I wanted a bit more control over the custom email messages that were trigger by my workflow so I used the following mechanism. In the "Condition and Configuration" section I have something like the following:
// Reads a template file from disk and sets ${mailSubject} and ${mailBody}
import groovy.text.GStringTemplateEngine
// insert additional bindings so template can use (for example) ${issue.reporter.displayName}
def binding = [issue: issue]
String TEMPLATE_PREFIX_PATH = "/some/path/to/email/template/foo"
String SUBJECT_TEMPLATE_PATH = TEMPLATE_PREFIX_PATH + "_subject.vm"
String BODY_TEMPLATE_PATH = TEMPLATE_PREFIX_PATH + "_body.vm"
def engine = new GStringTemplateEngine()
def template = engine.createTemplate(new File(SUBJECT_TEMPLATE_PATH)).make(binding)
config.mailSubject = template.toString()
template = engine.createTemplate(new File(BODY_TEMPLATE_PATH)).make(binding)
config.mailBody = template.toString()
// your condition test goes here
return true
Then in the "Email template" section I have ${mailBody} and the "Subject template" has ${mailSubject}.
Hopes this helps others.
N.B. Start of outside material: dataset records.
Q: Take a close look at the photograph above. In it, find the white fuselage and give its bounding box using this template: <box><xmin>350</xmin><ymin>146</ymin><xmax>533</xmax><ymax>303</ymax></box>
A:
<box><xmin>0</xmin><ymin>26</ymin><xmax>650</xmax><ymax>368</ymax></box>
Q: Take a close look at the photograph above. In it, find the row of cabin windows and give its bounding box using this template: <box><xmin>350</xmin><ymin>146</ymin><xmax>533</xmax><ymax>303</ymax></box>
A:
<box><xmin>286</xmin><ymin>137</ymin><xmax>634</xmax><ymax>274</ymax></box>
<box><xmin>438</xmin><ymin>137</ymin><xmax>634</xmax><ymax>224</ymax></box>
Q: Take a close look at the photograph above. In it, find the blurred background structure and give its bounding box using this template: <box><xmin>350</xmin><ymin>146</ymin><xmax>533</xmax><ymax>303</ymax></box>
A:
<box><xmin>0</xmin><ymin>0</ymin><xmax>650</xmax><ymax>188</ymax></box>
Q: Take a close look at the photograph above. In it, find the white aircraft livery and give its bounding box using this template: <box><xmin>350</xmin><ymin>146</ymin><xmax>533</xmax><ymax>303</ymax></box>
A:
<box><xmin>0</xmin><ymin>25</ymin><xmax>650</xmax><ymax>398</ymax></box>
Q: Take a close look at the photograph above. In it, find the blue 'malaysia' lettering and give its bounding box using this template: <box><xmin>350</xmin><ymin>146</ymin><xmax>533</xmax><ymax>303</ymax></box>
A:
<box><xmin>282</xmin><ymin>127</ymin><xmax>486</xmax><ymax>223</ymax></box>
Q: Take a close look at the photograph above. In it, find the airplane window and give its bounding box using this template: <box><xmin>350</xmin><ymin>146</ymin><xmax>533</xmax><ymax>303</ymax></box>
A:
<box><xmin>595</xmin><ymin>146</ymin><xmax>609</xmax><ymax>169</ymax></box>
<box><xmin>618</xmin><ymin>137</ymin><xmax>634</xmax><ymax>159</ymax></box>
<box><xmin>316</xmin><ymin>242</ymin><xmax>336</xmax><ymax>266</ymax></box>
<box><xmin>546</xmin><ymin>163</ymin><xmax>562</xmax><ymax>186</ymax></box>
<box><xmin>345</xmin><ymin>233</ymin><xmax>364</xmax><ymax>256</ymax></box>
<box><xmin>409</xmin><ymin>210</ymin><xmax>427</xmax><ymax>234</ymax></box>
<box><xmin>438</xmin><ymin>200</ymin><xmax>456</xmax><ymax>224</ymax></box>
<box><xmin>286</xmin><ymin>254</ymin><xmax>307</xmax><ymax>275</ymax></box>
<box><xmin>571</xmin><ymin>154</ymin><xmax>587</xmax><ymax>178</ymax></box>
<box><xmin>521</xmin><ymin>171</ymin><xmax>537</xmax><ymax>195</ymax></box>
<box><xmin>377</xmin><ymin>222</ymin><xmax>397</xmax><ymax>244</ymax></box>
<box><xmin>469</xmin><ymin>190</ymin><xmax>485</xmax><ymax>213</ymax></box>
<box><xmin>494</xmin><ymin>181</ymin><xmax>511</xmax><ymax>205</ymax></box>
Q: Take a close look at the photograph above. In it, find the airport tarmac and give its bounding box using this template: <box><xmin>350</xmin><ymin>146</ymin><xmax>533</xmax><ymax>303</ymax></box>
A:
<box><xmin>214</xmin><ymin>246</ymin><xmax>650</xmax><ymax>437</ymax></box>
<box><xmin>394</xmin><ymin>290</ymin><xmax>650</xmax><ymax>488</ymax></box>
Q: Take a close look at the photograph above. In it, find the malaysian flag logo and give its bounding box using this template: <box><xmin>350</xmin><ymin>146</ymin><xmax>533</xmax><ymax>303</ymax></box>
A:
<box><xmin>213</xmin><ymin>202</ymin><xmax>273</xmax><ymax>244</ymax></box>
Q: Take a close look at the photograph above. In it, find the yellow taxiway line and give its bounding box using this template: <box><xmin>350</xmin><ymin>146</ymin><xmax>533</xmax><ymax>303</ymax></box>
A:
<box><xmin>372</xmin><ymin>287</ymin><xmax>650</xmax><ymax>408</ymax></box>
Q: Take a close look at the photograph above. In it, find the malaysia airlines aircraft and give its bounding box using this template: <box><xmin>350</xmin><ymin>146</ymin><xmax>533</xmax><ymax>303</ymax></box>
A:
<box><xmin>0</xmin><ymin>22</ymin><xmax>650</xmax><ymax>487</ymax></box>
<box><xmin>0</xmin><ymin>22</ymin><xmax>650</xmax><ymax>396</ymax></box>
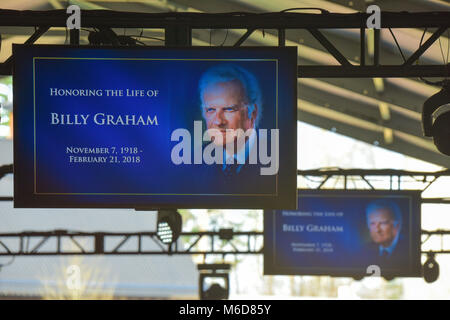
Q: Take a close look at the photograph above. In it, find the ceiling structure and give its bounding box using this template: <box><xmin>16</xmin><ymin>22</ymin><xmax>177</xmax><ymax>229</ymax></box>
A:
<box><xmin>0</xmin><ymin>0</ymin><xmax>450</xmax><ymax>168</ymax></box>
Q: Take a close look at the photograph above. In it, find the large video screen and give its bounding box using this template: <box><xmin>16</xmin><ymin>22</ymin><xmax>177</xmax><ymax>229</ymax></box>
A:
<box><xmin>13</xmin><ymin>45</ymin><xmax>297</xmax><ymax>209</ymax></box>
<box><xmin>264</xmin><ymin>190</ymin><xmax>421</xmax><ymax>278</ymax></box>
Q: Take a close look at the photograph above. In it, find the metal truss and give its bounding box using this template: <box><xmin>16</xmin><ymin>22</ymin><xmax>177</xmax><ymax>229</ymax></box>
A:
<box><xmin>0</xmin><ymin>165</ymin><xmax>450</xmax><ymax>258</ymax></box>
<box><xmin>297</xmin><ymin>168</ymin><xmax>450</xmax><ymax>204</ymax></box>
<box><xmin>0</xmin><ymin>10</ymin><xmax>450</xmax><ymax>78</ymax></box>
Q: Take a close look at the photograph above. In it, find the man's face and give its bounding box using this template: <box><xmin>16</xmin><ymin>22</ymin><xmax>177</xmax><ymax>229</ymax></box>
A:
<box><xmin>202</xmin><ymin>80</ymin><xmax>257</xmax><ymax>145</ymax></box>
<box><xmin>368</xmin><ymin>209</ymin><xmax>399</xmax><ymax>248</ymax></box>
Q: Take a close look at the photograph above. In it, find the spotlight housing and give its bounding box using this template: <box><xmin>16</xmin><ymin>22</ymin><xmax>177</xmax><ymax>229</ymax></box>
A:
<box><xmin>156</xmin><ymin>210</ymin><xmax>182</xmax><ymax>245</ymax></box>
<box><xmin>422</xmin><ymin>253</ymin><xmax>439</xmax><ymax>283</ymax></box>
<box><xmin>197</xmin><ymin>263</ymin><xmax>231</xmax><ymax>300</ymax></box>
<box><xmin>422</xmin><ymin>80</ymin><xmax>450</xmax><ymax>156</ymax></box>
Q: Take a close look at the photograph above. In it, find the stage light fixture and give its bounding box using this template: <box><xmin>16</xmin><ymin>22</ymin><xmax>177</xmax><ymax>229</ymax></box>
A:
<box><xmin>197</xmin><ymin>263</ymin><xmax>231</xmax><ymax>300</ymax></box>
<box><xmin>422</xmin><ymin>80</ymin><xmax>450</xmax><ymax>156</ymax></box>
<box><xmin>423</xmin><ymin>253</ymin><xmax>439</xmax><ymax>283</ymax></box>
<box><xmin>156</xmin><ymin>210</ymin><xmax>182</xmax><ymax>244</ymax></box>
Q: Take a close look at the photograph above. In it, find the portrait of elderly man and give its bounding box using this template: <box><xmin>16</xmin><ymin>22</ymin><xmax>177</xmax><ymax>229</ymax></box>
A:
<box><xmin>365</xmin><ymin>199</ymin><xmax>408</xmax><ymax>266</ymax></box>
<box><xmin>199</xmin><ymin>64</ymin><xmax>262</xmax><ymax>175</ymax></box>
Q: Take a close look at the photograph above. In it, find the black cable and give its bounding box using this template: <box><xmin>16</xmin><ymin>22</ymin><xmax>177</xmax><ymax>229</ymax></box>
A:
<box><xmin>220</xmin><ymin>29</ymin><xmax>228</xmax><ymax>47</ymax></box>
<box><xmin>64</xmin><ymin>27</ymin><xmax>69</xmax><ymax>44</ymax></box>
<box><xmin>128</xmin><ymin>35</ymin><xmax>165</xmax><ymax>42</ymax></box>
<box><xmin>280</xmin><ymin>7</ymin><xmax>330</xmax><ymax>13</ymax></box>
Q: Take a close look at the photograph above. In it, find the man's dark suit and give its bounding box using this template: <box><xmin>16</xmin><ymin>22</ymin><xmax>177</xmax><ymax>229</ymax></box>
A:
<box><xmin>362</xmin><ymin>237</ymin><xmax>409</xmax><ymax>272</ymax></box>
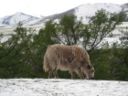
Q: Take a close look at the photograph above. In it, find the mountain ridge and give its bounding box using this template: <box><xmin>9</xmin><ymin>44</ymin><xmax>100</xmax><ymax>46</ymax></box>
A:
<box><xmin>0</xmin><ymin>3</ymin><xmax>128</xmax><ymax>26</ymax></box>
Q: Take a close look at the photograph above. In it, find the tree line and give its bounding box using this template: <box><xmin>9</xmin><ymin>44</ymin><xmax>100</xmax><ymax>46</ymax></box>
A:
<box><xmin>0</xmin><ymin>10</ymin><xmax>128</xmax><ymax>80</ymax></box>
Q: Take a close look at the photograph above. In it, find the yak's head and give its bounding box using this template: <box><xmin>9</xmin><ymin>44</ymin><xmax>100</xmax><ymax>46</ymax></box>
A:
<box><xmin>81</xmin><ymin>61</ymin><xmax>95</xmax><ymax>79</ymax></box>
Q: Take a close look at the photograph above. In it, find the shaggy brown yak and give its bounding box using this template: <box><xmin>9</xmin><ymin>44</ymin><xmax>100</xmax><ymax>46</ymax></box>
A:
<box><xmin>43</xmin><ymin>44</ymin><xmax>94</xmax><ymax>79</ymax></box>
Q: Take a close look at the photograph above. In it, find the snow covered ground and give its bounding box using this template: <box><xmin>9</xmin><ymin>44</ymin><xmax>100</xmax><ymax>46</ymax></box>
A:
<box><xmin>0</xmin><ymin>79</ymin><xmax>128</xmax><ymax>96</ymax></box>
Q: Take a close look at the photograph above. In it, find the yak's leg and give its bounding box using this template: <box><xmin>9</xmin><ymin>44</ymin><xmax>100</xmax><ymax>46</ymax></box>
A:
<box><xmin>53</xmin><ymin>70</ymin><xmax>58</xmax><ymax>78</ymax></box>
<box><xmin>69</xmin><ymin>71</ymin><xmax>75</xmax><ymax>79</ymax></box>
<box><xmin>48</xmin><ymin>71</ymin><xmax>53</xmax><ymax>78</ymax></box>
<box><xmin>75</xmin><ymin>69</ymin><xmax>84</xmax><ymax>79</ymax></box>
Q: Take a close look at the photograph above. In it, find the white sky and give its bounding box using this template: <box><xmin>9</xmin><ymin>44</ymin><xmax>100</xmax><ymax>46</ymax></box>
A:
<box><xmin>0</xmin><ymin>0</ymin><xmax>128</xmax><ymax>17</ymax></box>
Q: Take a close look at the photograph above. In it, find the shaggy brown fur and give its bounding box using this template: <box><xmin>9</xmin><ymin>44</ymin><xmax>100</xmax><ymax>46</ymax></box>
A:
<box><xmin>43</xmin><ymin>44</ymin><xmax>94</xmax><ymax>79</ymax></box>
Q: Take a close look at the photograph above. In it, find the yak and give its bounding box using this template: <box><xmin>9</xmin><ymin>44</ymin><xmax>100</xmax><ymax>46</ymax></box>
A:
<box><xmin>43</xmin><ymin>44</ymin><xmax>94</xmax><ymax>79</ymax></box>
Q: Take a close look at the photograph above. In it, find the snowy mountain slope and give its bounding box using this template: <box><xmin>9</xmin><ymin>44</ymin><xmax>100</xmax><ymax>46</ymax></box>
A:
<box><xmin>75</xmin><ymin>3</ymin><xmax>122</xmax><ymax>23</ymax></box>
<box><xmin>0</xmin><ymin>3</ymin><xmax>128</xmax><ymax>26</ymax></box>
<box><xmin>0</xmin><ymin>12</ymin><xmax>39</xmax><ymax>26</ymax></box>
<box><xmin>30</xmin><ymin>3</ymin><xmax>127</xmax><ymax>25</ymax></box>
<box><xmin>0</xmin><ymin>79</ymin><xmax>128</xmax><ymax>96</ymax></box>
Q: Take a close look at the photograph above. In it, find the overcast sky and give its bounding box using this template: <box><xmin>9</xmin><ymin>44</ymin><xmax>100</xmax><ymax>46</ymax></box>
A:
<box><xmin>0</xmin><ymin>0</ymin><xmax>128</xmax><ymax>17</ymax></box>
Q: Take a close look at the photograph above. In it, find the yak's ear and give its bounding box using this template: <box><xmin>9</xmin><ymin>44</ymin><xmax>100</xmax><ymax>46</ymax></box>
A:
<box><xmin>80</xmin><ymin>60</ymin><xmax>85</xmax><ymax>65</ymax></box>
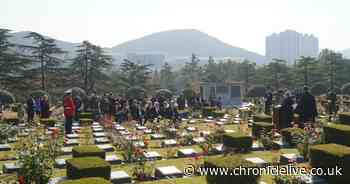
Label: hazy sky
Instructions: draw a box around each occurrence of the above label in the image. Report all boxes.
[0,0,350,54]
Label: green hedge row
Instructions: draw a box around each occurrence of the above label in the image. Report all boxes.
[338,112,350,125]
[310,144,350,184]
[204,155,260,184]
[66,157,111,180]
[323,124,350,146]
[222,133,253,151]
[40,118,57,127]
[281,128,305,146]
[80,118,94,126]
[72,145,106,159]
[253,114,272,123]
[252,122,274,137]
[61,178,112,184]
[79,112,93,119]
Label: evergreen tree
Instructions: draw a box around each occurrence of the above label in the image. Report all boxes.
[71,41,112,93]
[160,62,175,91]
[119,59,152,89]
[0,29,31,91]
[21,32,64,91]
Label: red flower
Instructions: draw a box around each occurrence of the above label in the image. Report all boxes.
[18,176,25,184]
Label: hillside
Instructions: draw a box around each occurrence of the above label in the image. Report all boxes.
[112,29,265,63]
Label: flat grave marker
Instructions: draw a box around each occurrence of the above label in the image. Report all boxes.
[111,171,132,184]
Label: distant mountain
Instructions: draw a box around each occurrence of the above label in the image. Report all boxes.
[9,31,80,57]
[112,29,265,64]
[342,49,350,59]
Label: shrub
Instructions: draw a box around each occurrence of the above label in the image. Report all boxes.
[310,144,350,184]
[252,122,274,137]
[202,107,215,117]
[253,114,272,123]
[247,86,266,97]
[212,111,226,118]
[66,157,111,180]
[40,118,56,127]
[72,145,106,159]
[341,82,350,95]
[281,128,305,146]
[80,119,93,125]
[222,133,253,151]
[79,112,92,119]
[204,155,260,184]
[323,124,350,146]
[339,112,350,125]
[61,178,112,184]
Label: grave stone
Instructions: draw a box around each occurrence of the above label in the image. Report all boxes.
[106,155,122,165]
[0,144,11,151]
[64,139,79,146]
[92,128,104,132]
[133,141,146,148]
[143,129,152,134]
[136,126,147,130]
[48,177,67,184]
[186,127,197,132]
[143,151,162,160]
[245,157,268,167]
[66,134,79,139]
[193,137,206,144]
[111,171,132,184]
[95,137,110,144]
[151,134,165,140]
[93,132,106,137]
[119,131,131,136]
[2,162,21,174]
[162,139,177,147]
[61,147,73,155]
[55,158,66,169]
[280,153,304,165]
[154,166,183,179]
[97,144,114,152]
[177,148,197,157]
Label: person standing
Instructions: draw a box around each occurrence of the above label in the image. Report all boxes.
[63,90,75,134]
[265,88,273,115]
[296,86,317,127]
[27,95,35,123]
[40,95,51,119]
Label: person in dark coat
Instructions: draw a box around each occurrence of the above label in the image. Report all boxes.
[40,95,51,119]
[296,86,318,127]
[27,96,35,123]
[279,91,294,129]
[265,90,273,115]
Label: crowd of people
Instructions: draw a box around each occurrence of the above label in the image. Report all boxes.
[264,86,338,128]
[26,95,51,122]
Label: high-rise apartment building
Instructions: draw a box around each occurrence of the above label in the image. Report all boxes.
[266,30,319,64]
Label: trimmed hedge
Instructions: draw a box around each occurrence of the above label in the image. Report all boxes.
[61,178,112,184]
[338,112,350,125]
[80,118,94,125]
[310,144,350,184]
[66,157,111,180]
[202,107,216,117]
[252,122,274,137]
[204,155,260,184]
[40,119,57,127]
[222,133,253,151]
[79,112,93,119]
[253,114,272,123]
[72,145,106,159]
[323,124,350,146]
[281,128,305,146]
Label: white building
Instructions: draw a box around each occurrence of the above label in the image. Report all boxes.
[266,30,319,64]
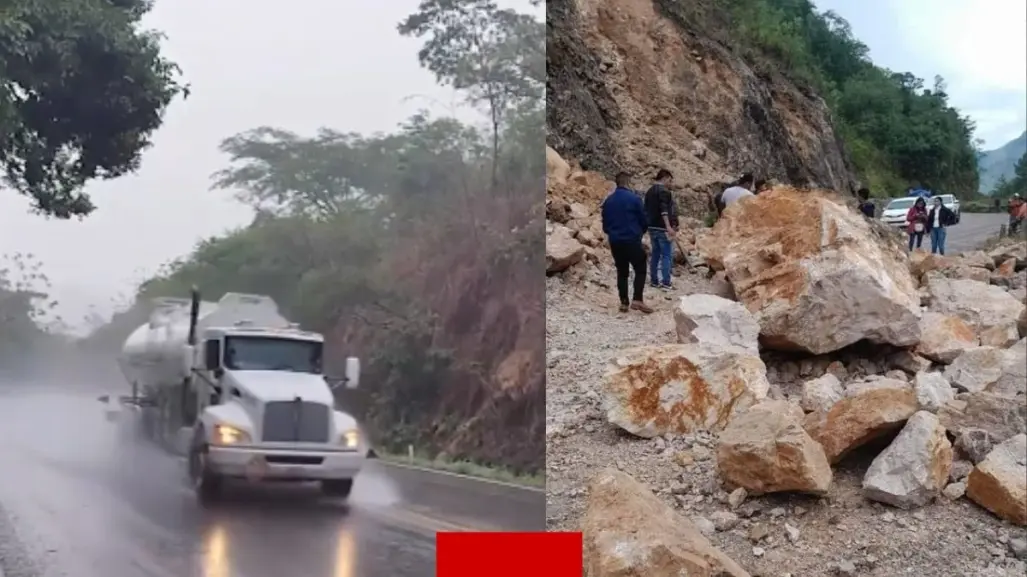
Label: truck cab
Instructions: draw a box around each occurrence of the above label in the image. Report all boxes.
[183,322,370,502]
Any better ways to do it?
I do a similar thing, but where it makes sense, I also store the template in an Insight object so that it's easy to update.
A couple of things I might suggest
1) Add a try/catch block because if you have a ${variable} in your template that you don't supply in the binding, the script will just crash. You might want to have some fall-back options.
2) Don't use .vm extension. I think that implies a "velocity template" which is a different kind of template with a different language and syntax.
I use the SimpleTemplateEngine instead of the GStringTemplate engine. I think for your specific use case, it would also work. According to the documentation the GStringTemplateEngine "stores the template as writeable closures (useful for streaming scenarios)", I'm not sure what that means in practical terms.